Hope you will enjoy all the photos of the bean seeds. It is amazing the variety of colors, and patterns you will find among them. When I hold a bunch of different bean seeds in my hand it's just like holding a miniature flower garden. I'm also holding an amazing amount of history that goes all the way back to when the native people of the western hemisphere first began cultivating the bean. The discovery of new beans never seems to end, and with new varieties discovered, they never cease to amaze me.
On the outcrosses pages you find photos of 100 outcrossed beans that have been discovered in my gardens since 2012. Seed of these are not available as they are not stable and will not grow with consistent characteristics. Some years of testing and growing them in the future may prove them to be stable at which time they will eventually be offered on the regular pages A-Z..
On the Blue Jay page you will find the story about my very first stablized bean cross discovery. However within a week I would discover what eventually became Kishwaukee Yellow and Kishwaukee Green. I devote an entire page to Blue Jay because the bean was not only my first cross discovery, but it has developed the most spactacular and interesting life's journey of it's own of all my bean outcrosses. I was so excited to find that this bean is still around enjoying life in the warm breezes of summmer, and has become so well accepted and enjoyed by so many gardeners. I'll tell you my side of the Blue Jay story. Then you can read the articles emailed to me all about where Blue Jay has been living since I last let go of my sweet child of the sun.
The photo album page is a potpourri of some of my favorite gardening photos such as they are. Most of the photos will be of more recent vintage of things that I have grown in my gardens. It is an extra little fun thing for me to do.
I do fill requests for seed samples of the varieties in this collection from the bean pages marked A-Ce, Ch-Go, Go-Li, Li-Pa, Pa-Sa and Se-Z. Beans are not sold from the Outcrosses pages.
My Contact email address is found in the footer of this websites pages.
(1.) Email me using this address and let me know what you would like. Also let me know what your shipping address is.
(2.) After you decide how you will make payment. Check, Cash, Paypal, or money order (drawn on a U.S. bank).

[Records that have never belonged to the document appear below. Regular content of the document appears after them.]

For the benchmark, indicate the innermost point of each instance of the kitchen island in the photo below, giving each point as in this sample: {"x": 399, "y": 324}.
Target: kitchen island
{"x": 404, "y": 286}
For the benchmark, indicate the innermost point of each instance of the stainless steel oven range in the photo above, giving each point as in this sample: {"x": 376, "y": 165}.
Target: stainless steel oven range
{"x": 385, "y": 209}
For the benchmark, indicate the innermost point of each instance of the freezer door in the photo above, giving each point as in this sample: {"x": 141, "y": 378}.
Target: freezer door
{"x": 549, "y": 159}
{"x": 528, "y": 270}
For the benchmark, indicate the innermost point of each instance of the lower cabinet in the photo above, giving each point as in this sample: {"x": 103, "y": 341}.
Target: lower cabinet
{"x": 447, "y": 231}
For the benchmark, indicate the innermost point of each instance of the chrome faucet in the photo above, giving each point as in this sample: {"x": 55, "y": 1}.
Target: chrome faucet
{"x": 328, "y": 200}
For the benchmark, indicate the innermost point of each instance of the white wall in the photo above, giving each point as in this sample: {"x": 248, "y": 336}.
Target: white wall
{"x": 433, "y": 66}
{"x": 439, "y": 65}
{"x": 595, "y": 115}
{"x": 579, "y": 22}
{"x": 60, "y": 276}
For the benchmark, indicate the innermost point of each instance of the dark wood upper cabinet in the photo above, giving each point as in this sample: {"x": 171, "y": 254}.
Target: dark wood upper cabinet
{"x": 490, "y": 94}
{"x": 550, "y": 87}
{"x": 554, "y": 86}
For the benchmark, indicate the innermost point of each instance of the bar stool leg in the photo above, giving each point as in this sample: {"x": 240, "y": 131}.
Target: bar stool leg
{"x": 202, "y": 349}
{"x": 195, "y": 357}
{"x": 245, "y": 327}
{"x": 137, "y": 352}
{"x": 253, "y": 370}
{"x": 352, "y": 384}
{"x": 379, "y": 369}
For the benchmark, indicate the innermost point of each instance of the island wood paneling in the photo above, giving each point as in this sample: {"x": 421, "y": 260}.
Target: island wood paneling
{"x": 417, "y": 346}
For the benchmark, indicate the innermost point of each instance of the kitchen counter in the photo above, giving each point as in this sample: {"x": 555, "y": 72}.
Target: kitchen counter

(3.) I can make up your package of beans and mail it to you using United States Postal Service.
Shipping information you would probably like to know. One to four packets a shipping fee of $4.50 will be added. Five packets of beans or more shipping is free. Outside the U.S.A. the cost of postage will be added to your total for beans.
All packets are $3.50. Large seeded beans do contain less seed numbers in a packet. The amount of seed in the packet is under the photo of the variety. It generally varies with the size of seed and sometimes the amount of our harvest for any particular variety.
Something to consider about the beans you see on these pages. They are rare beans. You will hardly find them in the seed catalogs of major seed companies. Sometimes found only in small numbers on very small heritage seed companies that are often found only by happen chance on the internet. Their seed is not available by the pound. Their lives hang on by mere grams and ounces. They are the survivors of the great loss of varieties that has occurred from the late 19th century to the present. When 95% of what was once available disappeared, and took it's genetic code with it.
I do not do volume discounts. My seed samples are very generous, and not expensive for as rare as these varieties are. The funds I receive nearly covers my costs of growing and harvesting them. Every seed is hand planted, hand harvested and hand shelled. I'm happy if you want them. To grow them, to possibly share them with others, and to give them the stewardship they deserve. They are worthy of their lives. Truely a treasure and a gift from the past.